A pregnant friend pulled up behind me and I freaked out, grabbed my phone and texted her.

"Don't come near us. Bobbin has some spots and I don't know what they are."

I kept Bobbin as distant from others as I could at pick up and we didn't stick around. At home I examined Tricks and the only blemish on his skin was a bite on his leg that had been there a few days. Checking Bobbin again, there were more spots. Shit.

I consulted Dr Google some more and got afternoon snacks ready.

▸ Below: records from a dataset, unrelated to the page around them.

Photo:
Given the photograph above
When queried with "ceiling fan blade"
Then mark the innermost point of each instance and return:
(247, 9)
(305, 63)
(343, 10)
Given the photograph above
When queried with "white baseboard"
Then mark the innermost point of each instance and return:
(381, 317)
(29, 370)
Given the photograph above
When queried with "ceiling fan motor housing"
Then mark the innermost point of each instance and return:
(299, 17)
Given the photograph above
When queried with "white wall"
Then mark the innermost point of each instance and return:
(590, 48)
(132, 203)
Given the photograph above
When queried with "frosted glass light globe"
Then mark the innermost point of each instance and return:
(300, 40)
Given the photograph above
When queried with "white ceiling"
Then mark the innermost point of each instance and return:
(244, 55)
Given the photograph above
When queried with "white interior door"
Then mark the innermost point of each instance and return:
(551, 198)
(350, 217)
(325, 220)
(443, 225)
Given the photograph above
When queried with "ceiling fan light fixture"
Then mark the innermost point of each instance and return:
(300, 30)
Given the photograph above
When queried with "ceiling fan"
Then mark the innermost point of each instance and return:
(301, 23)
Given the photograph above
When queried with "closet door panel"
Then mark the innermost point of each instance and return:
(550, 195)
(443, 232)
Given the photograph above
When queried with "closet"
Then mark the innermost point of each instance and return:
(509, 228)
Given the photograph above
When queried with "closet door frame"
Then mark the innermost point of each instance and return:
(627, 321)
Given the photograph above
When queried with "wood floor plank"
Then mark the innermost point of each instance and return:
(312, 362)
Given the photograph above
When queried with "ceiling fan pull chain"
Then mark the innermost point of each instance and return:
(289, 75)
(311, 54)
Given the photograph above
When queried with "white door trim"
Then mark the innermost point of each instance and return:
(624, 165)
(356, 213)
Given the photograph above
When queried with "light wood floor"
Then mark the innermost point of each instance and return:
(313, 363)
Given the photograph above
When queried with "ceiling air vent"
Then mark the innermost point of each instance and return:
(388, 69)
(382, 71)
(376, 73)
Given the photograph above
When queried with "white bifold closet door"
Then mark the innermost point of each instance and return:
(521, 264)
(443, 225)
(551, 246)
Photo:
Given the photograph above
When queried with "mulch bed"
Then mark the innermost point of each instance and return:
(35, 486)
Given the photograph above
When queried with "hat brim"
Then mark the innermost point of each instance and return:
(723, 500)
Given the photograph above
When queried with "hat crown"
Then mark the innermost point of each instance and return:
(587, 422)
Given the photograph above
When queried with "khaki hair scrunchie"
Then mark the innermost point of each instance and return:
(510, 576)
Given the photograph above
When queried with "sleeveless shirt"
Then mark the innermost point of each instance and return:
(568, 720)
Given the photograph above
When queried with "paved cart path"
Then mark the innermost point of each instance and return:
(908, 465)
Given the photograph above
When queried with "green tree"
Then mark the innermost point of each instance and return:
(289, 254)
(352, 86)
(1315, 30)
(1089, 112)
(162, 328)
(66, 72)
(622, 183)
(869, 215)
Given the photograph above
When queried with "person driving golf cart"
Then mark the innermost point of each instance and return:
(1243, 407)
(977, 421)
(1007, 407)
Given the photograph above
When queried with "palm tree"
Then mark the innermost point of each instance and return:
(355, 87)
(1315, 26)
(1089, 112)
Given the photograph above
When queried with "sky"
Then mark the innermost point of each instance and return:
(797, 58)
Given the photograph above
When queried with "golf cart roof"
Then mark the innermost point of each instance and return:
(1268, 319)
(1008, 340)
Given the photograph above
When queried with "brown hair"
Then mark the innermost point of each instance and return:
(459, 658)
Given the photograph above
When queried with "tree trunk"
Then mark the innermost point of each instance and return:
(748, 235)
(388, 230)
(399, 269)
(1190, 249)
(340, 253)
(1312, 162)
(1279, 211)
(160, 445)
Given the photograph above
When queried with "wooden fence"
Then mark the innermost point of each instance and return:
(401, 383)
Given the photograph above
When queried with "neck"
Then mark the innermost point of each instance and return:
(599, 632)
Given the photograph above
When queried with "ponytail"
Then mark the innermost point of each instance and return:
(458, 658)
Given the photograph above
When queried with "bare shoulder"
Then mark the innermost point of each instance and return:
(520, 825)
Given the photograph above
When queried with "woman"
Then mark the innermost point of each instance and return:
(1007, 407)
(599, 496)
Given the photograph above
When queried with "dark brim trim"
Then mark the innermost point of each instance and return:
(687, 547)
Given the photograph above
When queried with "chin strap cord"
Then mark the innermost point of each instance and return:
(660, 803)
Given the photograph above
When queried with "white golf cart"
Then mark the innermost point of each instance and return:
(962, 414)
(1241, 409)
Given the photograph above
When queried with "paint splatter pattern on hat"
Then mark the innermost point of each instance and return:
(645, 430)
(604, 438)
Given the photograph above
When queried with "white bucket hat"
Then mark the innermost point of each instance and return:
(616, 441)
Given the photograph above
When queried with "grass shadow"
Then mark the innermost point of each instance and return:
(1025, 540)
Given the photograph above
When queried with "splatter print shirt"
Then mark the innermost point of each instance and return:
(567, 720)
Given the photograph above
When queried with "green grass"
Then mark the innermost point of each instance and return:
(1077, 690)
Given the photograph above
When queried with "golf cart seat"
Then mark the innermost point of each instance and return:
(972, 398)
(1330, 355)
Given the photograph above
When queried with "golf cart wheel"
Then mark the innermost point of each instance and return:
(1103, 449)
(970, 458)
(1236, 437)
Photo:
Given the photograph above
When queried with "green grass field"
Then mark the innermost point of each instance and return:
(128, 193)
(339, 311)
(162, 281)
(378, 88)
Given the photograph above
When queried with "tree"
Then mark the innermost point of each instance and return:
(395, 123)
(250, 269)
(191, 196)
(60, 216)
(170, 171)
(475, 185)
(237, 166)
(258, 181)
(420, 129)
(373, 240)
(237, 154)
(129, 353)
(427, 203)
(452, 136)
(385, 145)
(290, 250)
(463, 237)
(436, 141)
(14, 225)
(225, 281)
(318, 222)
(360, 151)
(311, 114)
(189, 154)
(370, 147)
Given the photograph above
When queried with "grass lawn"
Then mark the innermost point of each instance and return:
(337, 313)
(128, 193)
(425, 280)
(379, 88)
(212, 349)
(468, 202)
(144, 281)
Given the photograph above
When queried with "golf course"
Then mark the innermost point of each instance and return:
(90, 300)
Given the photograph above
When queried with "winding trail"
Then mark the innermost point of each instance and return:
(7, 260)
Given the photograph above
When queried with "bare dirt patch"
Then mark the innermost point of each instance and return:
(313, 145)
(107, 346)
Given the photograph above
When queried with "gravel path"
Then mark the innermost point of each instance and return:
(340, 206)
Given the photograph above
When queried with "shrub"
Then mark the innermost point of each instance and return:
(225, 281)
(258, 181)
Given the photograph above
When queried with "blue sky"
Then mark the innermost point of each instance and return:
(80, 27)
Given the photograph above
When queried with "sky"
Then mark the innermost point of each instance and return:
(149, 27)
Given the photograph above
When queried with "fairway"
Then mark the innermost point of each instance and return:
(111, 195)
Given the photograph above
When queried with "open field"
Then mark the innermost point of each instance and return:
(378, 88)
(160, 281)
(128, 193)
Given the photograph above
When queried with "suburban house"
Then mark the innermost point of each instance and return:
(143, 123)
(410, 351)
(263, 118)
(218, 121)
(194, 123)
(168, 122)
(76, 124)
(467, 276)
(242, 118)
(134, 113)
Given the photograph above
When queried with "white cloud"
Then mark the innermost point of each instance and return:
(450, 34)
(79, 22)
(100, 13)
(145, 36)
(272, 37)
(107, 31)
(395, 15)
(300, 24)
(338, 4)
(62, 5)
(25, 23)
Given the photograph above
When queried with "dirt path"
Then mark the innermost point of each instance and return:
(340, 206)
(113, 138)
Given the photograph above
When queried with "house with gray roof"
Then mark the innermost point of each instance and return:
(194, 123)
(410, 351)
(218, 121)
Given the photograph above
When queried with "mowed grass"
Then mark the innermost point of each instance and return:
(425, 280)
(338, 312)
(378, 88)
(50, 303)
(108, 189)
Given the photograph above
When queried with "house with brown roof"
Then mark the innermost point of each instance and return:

As I handed Tricky his plate, I saw dots...

SHIT.

Within the next hour they'd clustered on his hands, elbows, and knees. It was insane how fast they popped up. I made a doctor's appointment for the next morning and wondered what the protocol was for taking highly infectious children to the local shopping centre that houses the GP's surgery.

Tricky was up six times before midnight, which is a new record for him. The Trickster wakes between three and six times a night usually (and yes, we've tried almost everything, and we're waiting on some help right now), but he was so itchy he couldn't sleep. I'd bathed him in stinky pinetarsol and dotted calamine all over him, but he was still wanting to rip his skin off his ankles. I ended up holding my warm cup of tea on the itchy areas, and the heat seemed to work.

By morning Tricky had more spots, but still mainly clustered in the same areas, and Bobbin only had the ones on her hands still. Despite neither having spots on their feet or in their mouths (that I could see), I was still thinking HFM.

The doctor looked all over Tricks.

"Is he fully immunised?"

"Yep, they both are."

"I think it's Chicken Pox."

Part of me was all "OH FUCK" and then the other part of me was "HOORAY IT'S NOT HFM!". You can re-catch HFM from yourself over and over again if you're not careful (the virus sheds in fecal matter for up to 11 weeks after you've had it), and let's face it, kids are pretty feral sometimes, at least with Varicella you build an immunity.

She called in another doctor for a second opinion because of the unusual presentation. I wanted to tell them that it's always my bloody family that has atypical presentations (13 days in hospital for atypical pnuemonia anyone?), and to keep their minds open. Doctor two disagreed. He said it was something else. They had a fabulous debate with big medical words in it, and all the while gently looking over Tricks.

He stood there, silently, for fifteen minutes while the doctors tried to figure out exactly what was going on.

"You're doing so well, mate, you're being super brave" I said.

His little face crumpled and his lip quivered as he said "I don't want to be here any more."

My heart broke and I scooped him up in to a cuddle, while Bobbin stripped off her own clothes and played with the curtain, grabbed the stethoscope and declared "I a doctor, now!" to anyone who would listen.

We left with a diagnosis of "most likely Chicken Pox" with an unusual presentation because of the vaccine keeping it milder.

I think this is just the universe having a joke on me for complaining about being tired. It's telling me to shut up, stop whining, and get on with it. So that's what I'll do... mostly. I'll still complain a bit, yeah?